Dans ce slasher sous haute influence de Scream, le plateau de tournage d’un film d’horreur est ensanglanté par un tueur masqué…
SCARED / CUT THROAT
2002 – USA
Réalisé par Keith Walley
Avec Luciano Saber, Kate Norby, Cory Almeida, Raquel Horton, Doug Cole, J. Robin Miller, Paityn James, Brad Lockerman, Kim Ryan, Butch Hammett, Dayna O’Brien
THEMA TUEURS I CINÉMA ET TÉLÉVISION I SAGA CHARLES BAND
Producteur pour Brian Yuzna (Society, Re-Animator 2) mais aussi pour d’autres praticiens du cinéma de genre (on le trouve au générique de Nightwish, Parasite et Le Clan des vampires), Keith Walley passe à la mise en scène au début des années 2000 et réalise coup sur coup deux films d’horreur : Speck et Scared, dont Charles Band assure la distribution. Si Speck s’inspire des méfaits d’un vrai tueur en série et prend le parti d’une approche réaliste, Scared se veut beaucoup plus récréatif. Band y trouve le moyen de satisfaire la chaîne de vidéoclubs Blockbuster Vidéo, toujours à la recherche de slashers reprenant les recettes de la franchise Scream (dans l’esprit de Final Scream et Bleed). Tourné en 35 mm dans les studios de Sony et connu également sous le titre alternatif Cut Throat (que Band trouve plus « impactant »), Scared remplit parfaitement le cahier des charges attendu, reprenant quasiment à l’identique la scène de Drew Barrymore au téléphone en guise d’introduction et citant directement ses sources dans ses dialogues, notamment lorsqu’un producteur se lamente auprès d’un réalisateur et d’un scénariste en leur disant : « Vous m’avez pitché votre film comme le prochain Scream ou le prochain Souviens-toi l’été dernier ! »

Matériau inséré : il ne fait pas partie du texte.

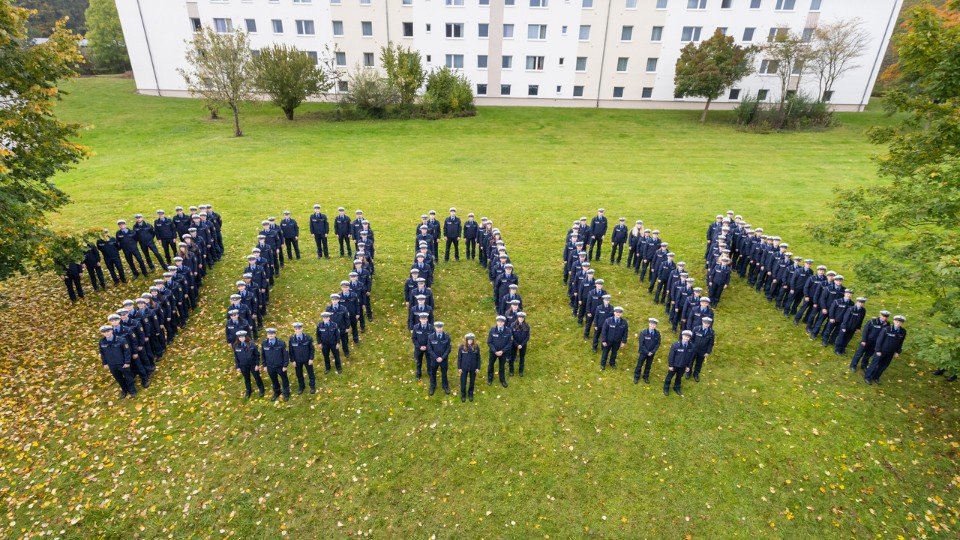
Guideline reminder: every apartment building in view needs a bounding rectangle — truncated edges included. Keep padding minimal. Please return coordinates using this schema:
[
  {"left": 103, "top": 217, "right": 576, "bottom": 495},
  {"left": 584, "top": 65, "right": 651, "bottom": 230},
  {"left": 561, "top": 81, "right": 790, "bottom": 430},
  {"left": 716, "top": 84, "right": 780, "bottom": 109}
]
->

Scared se déroule en effet dans les coulisses du tournage d’un film d’horreur, ce qui permet de multiplier les clins d’œil et les références au genre. Nick (Luciano Saber), le scénariste du slasher « Death Blade », n’apprécie pas beaucoup que Hamlin (Cory Almeida), le réalisateur roublard embauché pour le mettre en scène, ait trahi son script. Plus problématique encore : Hunter (Doug Cole), le producteur, annonce qu’il n’y a plus d’argent pour terminer le film, puisque l’intégralité du budget a été dépensée dans la scène d’ouverture. Les deux hommes décident de trouver malgré tout un moyen de continuer le tournage. Mais le lendemain, sur le plateau, quelqu’un emprunte le costume du tueur masqué de « Death Blade » et assassine non seulement l’acteur qui incarne le psychopathe mais aussi la star du film. L’affaire attire l’attention de la presse et déclenche une enquête policière. En attendant, il faut trouver une nouvelle actrice principale. C’est finalement Samantha (Kate Norby), l’ex-petite amie du réalisateur, qui se voit proposer le rôle, tandis que sa copine un peu cruche Heather (Raquel Horton) est engagée pour jouer l’une des victimes. Ce qui n’empêche pas les meurtres de continuer de plus belle, bien au contraire…
Coupez !
Au-delà des allusions aux néo-slashers des années 90-2000, Keith Walley s’amuse à jouer la carte de l’auto-référence en montrant des posters de Re-Animator 2, Nightwish et Parasite dans l’un des bureaux de la production, ou à donner au cascadeur qui joue le tueur le nom Colt Seavers, comme Lee Majors dans L’Homme qui tombe à pic. Grâce au dispositif narratif du « film dans le film », Scared s’amuse sans cesse avec l’effet miroir et la mise en abyme. Le vrai et le faux tueur, les cris des acteurs et ceux des vraies victimes, les assassinats authentiques et simulés s’entremêlent ainsi au fil d’une intrigue qui, par moments, nous évoque la séquence du décor de cinéma de Scream 3. L’ombre de Wes Craven plane donc tout au long du film. Y compris lorsque la révélation finale, pataude, laisse la place à de longs monologues explicatifs justifiant les motivations et les actes derrière ce massacre en série. Ces effets faciles, couplés à des défaillances techniques dues sans doute à la maigreur famélique du budget (notamment une prise de son souvent défaillante), jouent en défaveur du film. Malgré tout, Walley ose quelques petites prouesses visuelles, comme ce plan-séquence minutieusement millimétré au milieu des membres de l’équipe sur le plateau de tournage. Bref, s’il manque de finesse, Scared reste l’un des sous-Scream les plus divertissants du catalogue de Charles Band. La barre n’était certes pas très haute, mais c’est tout de même appréciable.